We estimate HIV prevalence and additional parameters using both ANC-RT and other existing data. Fitting HIV prevalence using synthetic data generally gives precise estimates of the underlying trend and other parameters. More years of ANC-RT data should improve prevalence estimates. More ANC-RT sites and continuation with existing ANC-UAT sites may improve the estimate of calibration between ANC-UAT and ANC-RT sites.

Conclusion

We have proposed methods to incorporate ANC-RT data into Spectrum to obtain more precise estimates of prevalence and other measures of the epidemic. Many assumptions about the accuracy, consistency, and representativeness of ANC-RT prevalence underlie the use of these data for monitoring HIV epidemic trends, and should be tested as more data become available from national ANC-RT programs.

Keywords: Statistical Models, HIV Prevalence, Antenatal Clinic Surveillance, Routine HIV Testing Among Pregnant Women

1. Introduction

For the past two decades, HIV sentinel surveillance has been conducted based on unlinked anonymous testing among pregnant women a selection of antenatal clinics (ANC-UAT). ANCs were selected as sentinel sites for convenience and geographic spread [1]. Since the early 2000s, ANC-UAT data have often been complemented in settings with the highest burden of HIV by prevalence data from nationally-representative population-based surveys (NPS) [2]. Both data sources are important inputs for HIV prevalence models in the Estimation and Projection Package (EPP) of the Joint United Nations Programme on AIDS (UNAIDS) supported Spectrum software tool [3].

In August 2015, the World Health Organization (WHO) and UNAIDS released new guidelines recommending that countries transition from conducting ANC-UAT to using ANC routine testing (ANC-RT) data [4,5]. In the ANC-RT approach, HIV prevalence among pregnant women attending ANCs is drawn data routinely reported on a monthly or quarterly basis through existing HIV program monitoring systems. These data typically include the number of women attending their first antenatal visit, the number who are already known to be HIV positive, the number who are tested for HIV, and the number of those who test HIV positive. ANC-RT data have the potential to improve the representativeness of HIV prevalence estimates over ANC-UAT if coverage of HIV testing services at ANC and the quality and completeness of available data are consistently high. In this setting, prevalence trends are representative of all pregnant women, rather than among those from a non-representative sample of health facilities.

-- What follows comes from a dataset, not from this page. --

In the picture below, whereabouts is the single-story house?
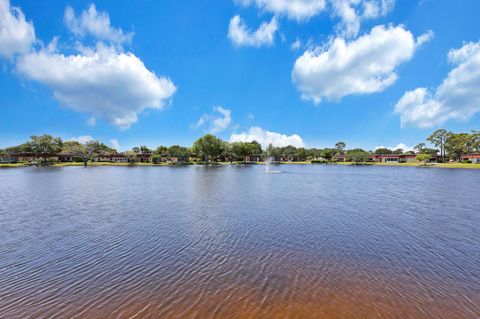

In anticipation of the 2015 recommendations, WHO and UNAIDS published guidelines in 2013 on how to assess and increase the use of ANC-RT data for surveillance purposes [6]. The primary focus of the assessment was to determine the quality of facility-based HIV testing services at ANCs and to provide additional support to improve services where required. The guidelines also recommended reviewing and improving processes for recording and reporting a minimum set of demographic and testing information required to interpret the estimates. Finally, countries were encouraged to explore how the switch from ANC-UAT to ANC-RT data might influence or shift HIV prevalence estimates after the transition period by comparing facility- and national-level ANC-UAT and ANC-RT data. With this final recommendation, it was recognized that in addition to the usual caveat of using ANC-UAT data to monitor general population trends, specifically, that HIV prevalence trends among pregnant women might reflect changes in the fertility patterns of infected women rather than true population trends [7, 8, 9, 10], use of ANC-RT data poses some further considerations:

  1. The ‘routine’ nature of the data could lead to more errors in recording or reporting, delays or incomplete reporting by some facilities, and variation in the coverage or quality of data ascertainment over time or location.

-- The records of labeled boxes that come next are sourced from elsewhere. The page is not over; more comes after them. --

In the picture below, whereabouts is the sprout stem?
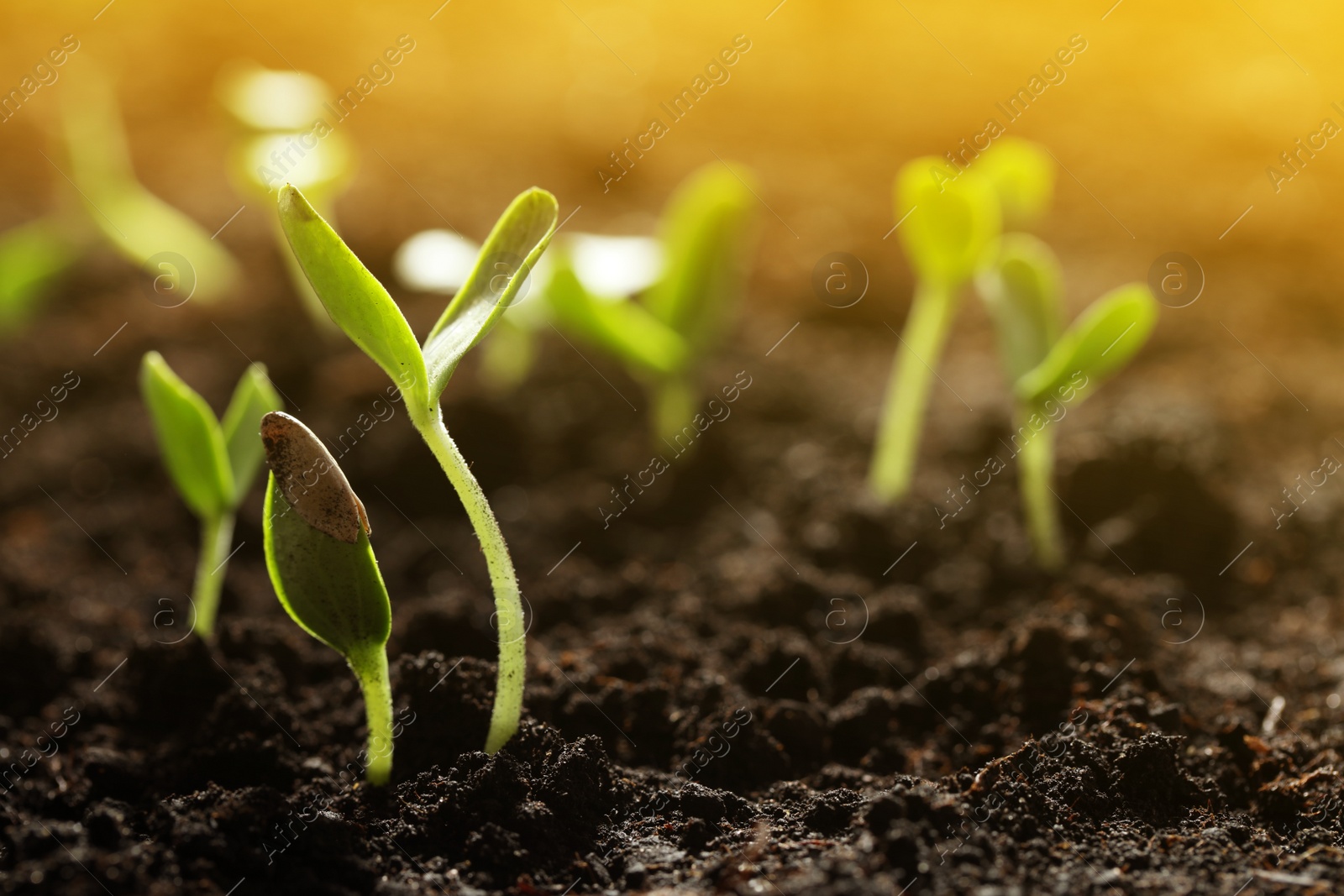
[407,411,527,753]
[650,375,695,441]
[1017,412,1064,569]
[869,280,957,504]
[345,645,392,784]
[191,513,234,641]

  2. HIV status ascertainment among pregnant women does not necessarily entail conducting an HIV test for every woman, but is a combination of routine HIV testing outcomes and some women self-reporting their HIV status (and ideally providing documentation).

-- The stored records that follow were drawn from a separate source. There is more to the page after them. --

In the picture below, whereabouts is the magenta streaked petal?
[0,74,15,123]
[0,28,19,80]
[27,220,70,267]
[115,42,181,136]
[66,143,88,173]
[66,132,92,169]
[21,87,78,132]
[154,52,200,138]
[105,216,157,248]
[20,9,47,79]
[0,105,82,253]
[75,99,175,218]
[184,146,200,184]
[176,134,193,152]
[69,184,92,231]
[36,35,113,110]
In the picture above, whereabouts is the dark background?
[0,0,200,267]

  3. Women can opt out of routine testing, which may create participation bias.

  4. Inclusion of all pregnant women attending ANCs results in large numbers of women tested and statistically precise estimates of prevalence, while non-sampling error arising from other sources of variability (described above) are likely to be much more important sources of uncertainty.

  5. Many health facilities provide ANC-RT data, and statistically modelling individual time-series from each facility (as with existing ANC-UAT [11]) is computationally intractable.

In practice, countries have made considerable progress since 2013 in improving the coverage of testing and the availability and quality of ANC-RT data. At the same time, they have encountered challenges in quantifying some of the other possible biases described above; especially that there is little information about how the inclusion of ANC-RT estimates of HIV prevalence might influence our ability to consistently monitor trends in HIV prevalence among pregnant women. Responding to these opportunities and needs, the main objective of this paper is to describe the conceptual considerations and underlying methods used to incorporate ANC-RT data into EPP. As a secondary objective, synthetic ANC-RT data are used to illustrate how the availability of ANC-RT data affects the accuracy of various parameter estimates. In the synthetic data analysis, the availability of ANC-RT data varies in four dimensions that are 1) census-level data vs site-level data; 2) the number of sites; 3) the overlap with ANC-UAT sites; 4) the number of years of data available.

2. Method

Within Spectrum, the key element for estimating general population HIV prevalence and incidence trends is the Estimation and Projection Package (EPP). This package is a set of mathematical equations based on a susceptible-infected epidemiological model with CD4 progression patterns and ART utilization used to inform survival [12,13,14]. Model outputs of HIV prevalence are derived for people aged 15 to 49. Previous versions of the EPP software jointly fit the model to ANC-UAT and NPS data in a Bayesian statistical framework [11].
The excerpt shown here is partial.